The title of this book should be "The Last Radicals". Author Russell Jacoby has confused his words, apparently believing that an intellectual is by definition a revolutionary. The myopic vision of this guy was too much for me--and I'm on the Left. Consider that not one but two chapters were devoted to "The New Left on Campus" and not a peep about conservative academics except to lampoon them as adherents to The Man. Jacoby's legitimate concern--that our public intellectuals have lost their way--loses its power in the inconsistency of his argument.

A major premise to Jacoby's argument is that the loss of Bohemia through urban planning has interrupted a long history of citizen-intellectuals. The loss of cheap and hip neighborhoods forced these men and women to get a "real job" and sacrifice their ideals for practical needs. I don't buy it. A casual glance at intellectual history shows that major thinkers have often worked for or within the power structure of that culture. Churches, kings, universities, and governments have historically been the standard source of support for intellectuals. Further, there are still lots of cheap places to live in the US--ghettos, farms,etc.
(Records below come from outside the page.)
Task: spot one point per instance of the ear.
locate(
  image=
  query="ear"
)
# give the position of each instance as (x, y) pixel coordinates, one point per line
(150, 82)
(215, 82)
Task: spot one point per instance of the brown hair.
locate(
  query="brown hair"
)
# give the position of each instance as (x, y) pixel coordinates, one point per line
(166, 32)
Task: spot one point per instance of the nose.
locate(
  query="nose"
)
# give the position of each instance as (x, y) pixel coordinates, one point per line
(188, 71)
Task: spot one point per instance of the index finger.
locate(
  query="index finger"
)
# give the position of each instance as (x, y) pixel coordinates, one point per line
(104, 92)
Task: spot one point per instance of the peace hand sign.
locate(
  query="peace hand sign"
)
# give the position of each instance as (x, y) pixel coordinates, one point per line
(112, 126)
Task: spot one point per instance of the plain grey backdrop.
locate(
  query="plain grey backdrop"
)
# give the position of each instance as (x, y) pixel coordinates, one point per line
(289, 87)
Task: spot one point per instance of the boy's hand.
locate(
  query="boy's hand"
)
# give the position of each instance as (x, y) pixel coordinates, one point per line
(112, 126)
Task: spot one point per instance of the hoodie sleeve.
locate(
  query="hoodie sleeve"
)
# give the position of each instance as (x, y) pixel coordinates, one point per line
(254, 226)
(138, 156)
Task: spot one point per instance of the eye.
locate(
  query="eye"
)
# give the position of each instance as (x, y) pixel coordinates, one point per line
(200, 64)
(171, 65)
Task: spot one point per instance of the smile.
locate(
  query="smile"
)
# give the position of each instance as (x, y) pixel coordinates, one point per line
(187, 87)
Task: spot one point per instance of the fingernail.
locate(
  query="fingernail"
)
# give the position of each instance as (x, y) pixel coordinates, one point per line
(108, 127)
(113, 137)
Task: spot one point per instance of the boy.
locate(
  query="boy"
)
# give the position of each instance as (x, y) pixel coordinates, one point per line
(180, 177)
These might not be as hip as a Greenwich Village loft, but I doubt Spinoza would have minded.

More assumptions that must be shared to follow Jacoby are that universities are dominated by conservatives and that intellectuals are not publishing for the public. Does anybody, I mean anybody, feel like their professors were conservative? No. By a large margin, college campuses today are liberal. The media is conservative? Okay, sure. But not the universities. As for a lack of published work intended for the people, I don't see it. Or, to put it another way, I do. Lots of it. I am always impressed by the range and quality of work I see in bookstores. As an ordinary guy, I have more access to today's recent scholarship than the elite classes of the past.

So, those are my gripes. Like I said earlier, the loss of the public intellectual is a legitimate concern. While I share the "conservative" value that intellectuals do not have a responsibility to society, I respect the ones that take that burden upon themselves. If these men and women are marginalized, it is to our collective detriment. If this idea is intriguing to you, there several books on the subject. Check them out before you check this one out.

1 comment:

TBlaze said...

I have been thinking about this issue a lot lately and would like to know more about the "other books" you recommend. Please direct.

I agree that we have access to endless amount of information, choice and reading material. Your average citizen can pursue all intellectual curiosities with a few clicks of the mouse. But is that enough? Do you have a group of people who are available and willing to engage in discussions on this material?

The dilemma is that this intellectual material has become distributed in new ways. This for several different reasons and as a result "the intellectual" has become more diffused throughout society. This makes him/her much harder to locate. I have identified a few major reasons.

1. Mass media (TV, major newspapers, radio) is in the complete control of the corporations. Intellectualism and raw capitalism have never gone hand in hand. However, there was a time that true thinkers had access to these channels. It is my belief that over the years a constant numbing of mass media users by the corporate messages, in one form or another, has made them less demanding in intellectual content. This is not to say that the mass is stupider. Many have just been able to turn towards other channels. This leads to my next point.

2. Fragmentation. The thinkers now have gone to their little niches and are hard to find for the masses and easy to find for those niche customers in search of what they have to say. The internet is one source. The universities another. However, universities are in more of a silo than ever with their 2.1 million different academic journals. (avg academic publication is read by 2.2 people - 1 of which is the author).

3. Geography. What you mentioned in your review is true. The intellectuals are not in close contact anymore. Therefore, my thinking is that they are not able (forced) to defend their ideas anymore verbally. Conversation in a café in Paris at 3:00pm on a Tuesday is a bit hard when rent prices make it difficult for someone working 50 hour weeks to afford living there. So, I question if an intellectual living on the farm or in the ghetto is going to have the daily stimulation needed to rattle their cage and force them to strengthen their arguments.